The company posted adjusted EBITDA of $285 million in Q3 2025, down 14% from the previous quarter and 33% year-on-year. Sales volumes fell 3% quarter-on-quarter and 9% year-on-year, largely due to maintenance turnarounds.
The global chemical sector continues to struggle with record overcapacity, weak demand, and disruptions from geopolitical tensions, technological changes, and evolving consumer behavior. Europe, in particular, remains challenged by structural issues, while unresolved tariffs and fractured supply chains are expected to pressure sector earnings through 2026.
In response, IVL is pushing ahead with its IVL 2.0 transformation plan, launched in March 2023 to address energy shortages in Europe and feedstock pricing disparities. The plan focuses on cost savings, cash generation, digital adoption, and sustainability innovation, the company said in a release.
"Margin pressure in our industry is unprecedented,” said Group CEO Aloke Lohia. “Corrective actions are underway in key markets, but urgent momentum is needed to restore supply-demand balance over the next 12-24 months. Structural reforms in Europe and a resolution to the Russia-Ukraine conflict could be defining triggers for recovery.”
Under IVL 2.0, site rationalizations—including the sale of Wellman International in Ireland—have reduced fixed costs by $130 million compared to 2023 and streamlined operations.
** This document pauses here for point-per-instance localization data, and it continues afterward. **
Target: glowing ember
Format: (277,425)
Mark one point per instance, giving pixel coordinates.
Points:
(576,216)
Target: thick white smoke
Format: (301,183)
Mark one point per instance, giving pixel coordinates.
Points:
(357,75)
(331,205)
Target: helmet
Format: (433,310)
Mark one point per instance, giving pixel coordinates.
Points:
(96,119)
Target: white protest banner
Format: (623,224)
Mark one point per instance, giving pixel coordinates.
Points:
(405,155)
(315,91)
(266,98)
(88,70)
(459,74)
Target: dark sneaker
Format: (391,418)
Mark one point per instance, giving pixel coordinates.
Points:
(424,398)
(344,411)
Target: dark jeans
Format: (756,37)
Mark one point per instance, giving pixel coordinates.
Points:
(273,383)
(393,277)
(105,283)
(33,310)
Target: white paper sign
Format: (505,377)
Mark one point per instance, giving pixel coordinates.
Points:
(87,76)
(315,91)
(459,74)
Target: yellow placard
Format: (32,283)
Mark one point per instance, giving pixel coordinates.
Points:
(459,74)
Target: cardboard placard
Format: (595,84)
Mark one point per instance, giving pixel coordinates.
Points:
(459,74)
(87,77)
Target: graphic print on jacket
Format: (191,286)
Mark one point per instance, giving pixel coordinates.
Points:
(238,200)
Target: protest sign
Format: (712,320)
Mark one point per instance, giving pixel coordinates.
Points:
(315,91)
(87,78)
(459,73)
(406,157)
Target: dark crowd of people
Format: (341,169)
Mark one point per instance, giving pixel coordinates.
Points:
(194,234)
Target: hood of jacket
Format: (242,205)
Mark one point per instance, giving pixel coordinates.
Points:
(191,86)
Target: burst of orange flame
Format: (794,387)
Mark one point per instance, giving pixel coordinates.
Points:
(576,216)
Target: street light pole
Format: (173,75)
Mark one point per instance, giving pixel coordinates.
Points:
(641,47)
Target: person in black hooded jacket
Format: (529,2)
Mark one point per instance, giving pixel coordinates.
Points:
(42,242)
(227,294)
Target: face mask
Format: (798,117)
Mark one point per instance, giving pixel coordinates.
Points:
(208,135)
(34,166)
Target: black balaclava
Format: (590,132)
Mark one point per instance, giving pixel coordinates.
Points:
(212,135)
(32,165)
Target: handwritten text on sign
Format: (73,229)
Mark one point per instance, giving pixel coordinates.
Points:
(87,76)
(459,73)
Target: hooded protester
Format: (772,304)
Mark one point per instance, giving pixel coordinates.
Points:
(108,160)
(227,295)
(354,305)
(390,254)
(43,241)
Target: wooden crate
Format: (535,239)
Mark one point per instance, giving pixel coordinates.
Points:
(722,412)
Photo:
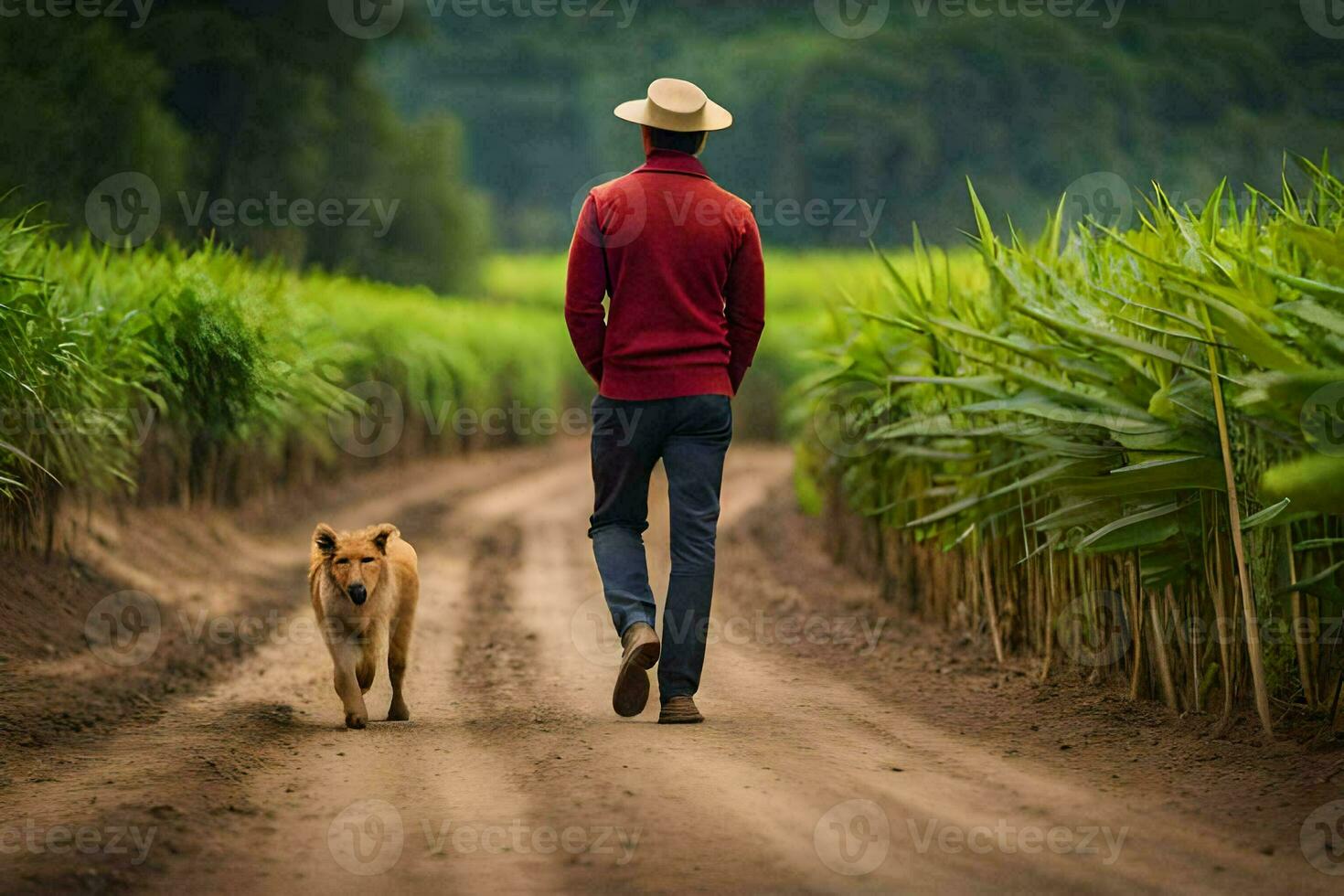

The company expects an additional $200 million in proceeds from the sale of rationalized assets in Australia, Rotterdam, and Canada by 2026.
Despite a challenging environment, IVL’s operating cash flow in the first nine months of 2025 reached $985 million, with EBITDA conversion at 121%. The company is also targeting high-growth partnerships to expand in accretive categories while maintaining disciplined capital allocation amid elevated debt and interest rates.
“By taking proactive self-help measures now, we are positioning IVL to capitalize when global trade and demand realign,” Lohia said. “Valuations are depressed, but our focus on financial and commercial excellence will strengthen the company and its earnings quality over time.”